Task Force on Accountability for Crimes Committed in Ukraine
- Established: 29 March 2022 (3 years ago)
- Founders: Government of Ukraine
- Types: organization

= Task Force on Accountability for Crimes Committed in Ukraine =

Unpaid international group of lawyers

The Task Force on Accountability for Crimes Committed in Ukraine is a pro bono international group of lawyers established on 29 March 2022 to help Ukrainian prosecutors coordinate legal cases for war crimes and other crimes related to the 2022 Russian invasion of Ukraine.

==Creation==
In late March 2022, during the 2022 Russian invasion of Ukraine, the Prosecutor General of Ukraine Iryna Venediktova announced the creation of an international legal task force that would support Ukrainian prosecutors in coordinating legal cases in multiple courts in several jurisdictions for war crimes related to the invasion. Venediktova stated that the Ukrainian prosecutors had collected 2500 "possible war crimes cases", including the Mariupol theatre airstrike, and "several hundred suspects".

==Composition==
The task force includes individual British lawyers Amal Clooney, Helena Kennedy, Richard Hermer, Tim Otty, Philippa Webb and Lord Neuberger. Lawyers from legal firms already representing Ukraine, Nikhil Gore from Covington & Burling, Luke Vidal from Sygna Partners and Emma Lindsay from Withers LLP, are also included in the task force. Professors of international humanitarian law Marko Milanovic and Andrew Clapham are included in the team.

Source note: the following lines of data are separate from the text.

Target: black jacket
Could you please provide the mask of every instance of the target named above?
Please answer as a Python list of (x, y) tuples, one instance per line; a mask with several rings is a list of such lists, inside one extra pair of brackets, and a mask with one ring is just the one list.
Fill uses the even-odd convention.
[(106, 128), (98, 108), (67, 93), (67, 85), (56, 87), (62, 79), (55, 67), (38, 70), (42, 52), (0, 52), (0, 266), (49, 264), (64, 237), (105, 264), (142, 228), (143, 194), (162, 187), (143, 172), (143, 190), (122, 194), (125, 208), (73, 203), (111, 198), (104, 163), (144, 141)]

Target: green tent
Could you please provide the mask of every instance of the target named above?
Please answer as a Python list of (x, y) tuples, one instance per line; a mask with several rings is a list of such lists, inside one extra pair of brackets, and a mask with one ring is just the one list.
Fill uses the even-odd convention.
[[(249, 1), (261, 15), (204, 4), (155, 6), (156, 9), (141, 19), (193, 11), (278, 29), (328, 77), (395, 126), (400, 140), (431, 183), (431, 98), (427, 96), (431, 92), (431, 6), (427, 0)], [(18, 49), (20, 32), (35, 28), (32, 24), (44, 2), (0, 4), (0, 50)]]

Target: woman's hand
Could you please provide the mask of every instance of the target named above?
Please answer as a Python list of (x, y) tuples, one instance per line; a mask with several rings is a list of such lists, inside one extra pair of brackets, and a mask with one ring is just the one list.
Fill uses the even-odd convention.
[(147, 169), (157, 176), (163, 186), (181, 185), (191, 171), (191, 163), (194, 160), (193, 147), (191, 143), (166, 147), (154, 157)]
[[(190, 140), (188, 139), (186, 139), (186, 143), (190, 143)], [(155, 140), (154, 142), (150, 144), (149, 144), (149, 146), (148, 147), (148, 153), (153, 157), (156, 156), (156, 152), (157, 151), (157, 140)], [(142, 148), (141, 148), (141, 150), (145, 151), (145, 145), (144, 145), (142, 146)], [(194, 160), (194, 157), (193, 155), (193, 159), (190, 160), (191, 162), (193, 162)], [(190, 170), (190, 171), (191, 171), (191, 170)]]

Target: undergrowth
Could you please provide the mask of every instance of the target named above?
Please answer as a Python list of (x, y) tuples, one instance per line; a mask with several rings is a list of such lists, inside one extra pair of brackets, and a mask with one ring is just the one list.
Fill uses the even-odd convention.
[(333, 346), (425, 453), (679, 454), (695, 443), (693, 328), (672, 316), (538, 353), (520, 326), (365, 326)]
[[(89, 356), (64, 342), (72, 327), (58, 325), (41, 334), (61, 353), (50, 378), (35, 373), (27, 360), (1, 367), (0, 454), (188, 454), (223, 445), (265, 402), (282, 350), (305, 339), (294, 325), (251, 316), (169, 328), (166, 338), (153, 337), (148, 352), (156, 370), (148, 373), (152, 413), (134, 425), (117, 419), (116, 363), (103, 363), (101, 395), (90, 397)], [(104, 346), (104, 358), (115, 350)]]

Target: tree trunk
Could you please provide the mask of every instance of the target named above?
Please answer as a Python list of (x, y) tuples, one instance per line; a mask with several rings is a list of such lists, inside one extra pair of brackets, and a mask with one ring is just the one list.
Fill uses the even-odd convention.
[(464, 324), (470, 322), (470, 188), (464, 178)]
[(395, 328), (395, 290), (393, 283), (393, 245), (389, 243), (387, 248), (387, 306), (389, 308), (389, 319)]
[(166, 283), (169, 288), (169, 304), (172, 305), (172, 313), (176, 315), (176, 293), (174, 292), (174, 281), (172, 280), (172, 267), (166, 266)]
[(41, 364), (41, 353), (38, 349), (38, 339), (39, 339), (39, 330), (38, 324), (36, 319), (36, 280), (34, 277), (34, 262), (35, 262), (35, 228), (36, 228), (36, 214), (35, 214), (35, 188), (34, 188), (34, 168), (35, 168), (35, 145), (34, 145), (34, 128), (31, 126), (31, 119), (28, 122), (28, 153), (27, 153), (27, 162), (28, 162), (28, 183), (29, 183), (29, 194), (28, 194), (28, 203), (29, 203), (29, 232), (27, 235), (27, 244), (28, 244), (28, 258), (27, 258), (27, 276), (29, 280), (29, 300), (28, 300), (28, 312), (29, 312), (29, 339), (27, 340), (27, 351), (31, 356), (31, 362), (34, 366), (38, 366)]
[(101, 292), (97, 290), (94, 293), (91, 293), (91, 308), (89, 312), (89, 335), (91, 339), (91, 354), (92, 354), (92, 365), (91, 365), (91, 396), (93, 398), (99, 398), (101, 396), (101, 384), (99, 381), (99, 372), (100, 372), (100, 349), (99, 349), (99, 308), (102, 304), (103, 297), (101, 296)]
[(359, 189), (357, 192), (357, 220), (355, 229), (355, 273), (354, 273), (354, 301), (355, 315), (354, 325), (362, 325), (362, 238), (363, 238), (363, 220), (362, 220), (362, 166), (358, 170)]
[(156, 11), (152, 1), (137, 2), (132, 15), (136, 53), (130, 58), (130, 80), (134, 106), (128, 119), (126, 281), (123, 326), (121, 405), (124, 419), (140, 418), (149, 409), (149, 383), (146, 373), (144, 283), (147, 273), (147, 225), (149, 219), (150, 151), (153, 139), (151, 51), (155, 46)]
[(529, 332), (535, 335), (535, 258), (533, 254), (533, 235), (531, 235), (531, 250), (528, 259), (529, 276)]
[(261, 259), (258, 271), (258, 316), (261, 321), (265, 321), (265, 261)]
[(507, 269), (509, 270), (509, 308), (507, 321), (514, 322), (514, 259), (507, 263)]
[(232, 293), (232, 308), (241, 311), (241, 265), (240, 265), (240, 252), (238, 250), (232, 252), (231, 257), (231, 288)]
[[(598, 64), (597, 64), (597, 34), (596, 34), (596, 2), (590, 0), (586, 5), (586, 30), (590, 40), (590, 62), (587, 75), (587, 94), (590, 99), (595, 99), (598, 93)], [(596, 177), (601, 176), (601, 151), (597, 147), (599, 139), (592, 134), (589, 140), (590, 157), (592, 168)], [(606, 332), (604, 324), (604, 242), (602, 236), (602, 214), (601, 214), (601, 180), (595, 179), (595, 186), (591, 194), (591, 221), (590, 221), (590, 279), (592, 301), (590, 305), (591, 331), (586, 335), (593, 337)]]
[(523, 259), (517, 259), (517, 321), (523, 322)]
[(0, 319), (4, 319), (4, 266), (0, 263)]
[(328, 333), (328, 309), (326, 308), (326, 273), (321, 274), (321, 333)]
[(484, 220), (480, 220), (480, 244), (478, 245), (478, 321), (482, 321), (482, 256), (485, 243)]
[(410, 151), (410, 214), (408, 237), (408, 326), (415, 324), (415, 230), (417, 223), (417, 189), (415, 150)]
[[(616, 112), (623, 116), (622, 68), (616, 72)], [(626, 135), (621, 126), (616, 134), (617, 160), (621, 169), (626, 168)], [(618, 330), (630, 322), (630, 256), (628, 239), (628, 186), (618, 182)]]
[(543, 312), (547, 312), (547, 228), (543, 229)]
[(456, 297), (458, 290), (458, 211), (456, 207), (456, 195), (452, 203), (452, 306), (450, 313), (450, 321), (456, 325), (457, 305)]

The task force members and associated staff are required to work pro bono.

==Aims==
The task force aims to make recommendations for legal actions in national jurisdictions in several countries, in guiding cooperation with the International Criminal Court investigation in Ukraine, and in searching for assets of suspects that could be seized and used in compensation to victims or for rebuilding Ukraine.